| I really care about my work and I'm having a hard time taking a more relaxed approach after a few incidents at the workplace. I don't work well in agile environments with strict tasks and sprints because I'm all over the place doing project work but also fixing a lot of small things that pile up (and nobody cares to fix). Lately, I've been asked why I'm working on these things when there are other things to do. there are always other things to do. Attemtps to communicate with other teams to sync and improve processes were also shutdown... because it's not my responsibility and the team leads felt threatened. Anyway, I told my boss I'd strictly work on my Sprint tasks and not making a single extra contribution (in these exact words). Fast forward a few weeks, here I'm again doing more than I've been asked and getting passive-aggressive responses. I can't quit this job right now. How do I care less? |
What you think of as doing extra work also ends up causing extra work for other people. You say "Attemtps to communicate with other teams to sync and improve processes were also shutdown... because it's not my responsibility and the team leads felt threatened" - it's almost certainly not that your team lead "felt threatened" (wtf?) but because you caused an extra hassle for them by causing confusion among your coworkers about the processes and practices for communication, documentation or decision-making.

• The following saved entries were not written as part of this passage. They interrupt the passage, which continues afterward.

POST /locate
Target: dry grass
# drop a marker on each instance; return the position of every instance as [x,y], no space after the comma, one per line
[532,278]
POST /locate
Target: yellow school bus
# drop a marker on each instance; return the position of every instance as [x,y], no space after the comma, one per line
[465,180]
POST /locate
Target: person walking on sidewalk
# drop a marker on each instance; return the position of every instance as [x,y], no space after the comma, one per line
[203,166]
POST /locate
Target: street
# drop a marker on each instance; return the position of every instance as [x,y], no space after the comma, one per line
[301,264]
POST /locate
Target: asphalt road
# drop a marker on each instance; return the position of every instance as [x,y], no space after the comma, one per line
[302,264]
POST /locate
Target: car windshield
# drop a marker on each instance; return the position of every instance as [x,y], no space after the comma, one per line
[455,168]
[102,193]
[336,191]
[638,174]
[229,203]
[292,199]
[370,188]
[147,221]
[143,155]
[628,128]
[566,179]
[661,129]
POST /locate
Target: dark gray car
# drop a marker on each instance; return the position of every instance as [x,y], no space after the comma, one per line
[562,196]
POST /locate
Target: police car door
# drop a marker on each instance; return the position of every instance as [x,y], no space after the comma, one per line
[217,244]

Your time spent "fixing a lot of small things" that nobody cares about means other people have to code review, QA test, merge, deploy etc your work, which as you stated, was not scheduled/prioritized/desired.
An important part of being a team is playing your role, which includes not interfering with other people doing theirs. You see yourself as an unappreciated hero picking up the slack for everyone else, but everyone else sees you as an unpredictable wildcard causing confusion and extra work. Just focus on doing your job well and let the whole team thrive.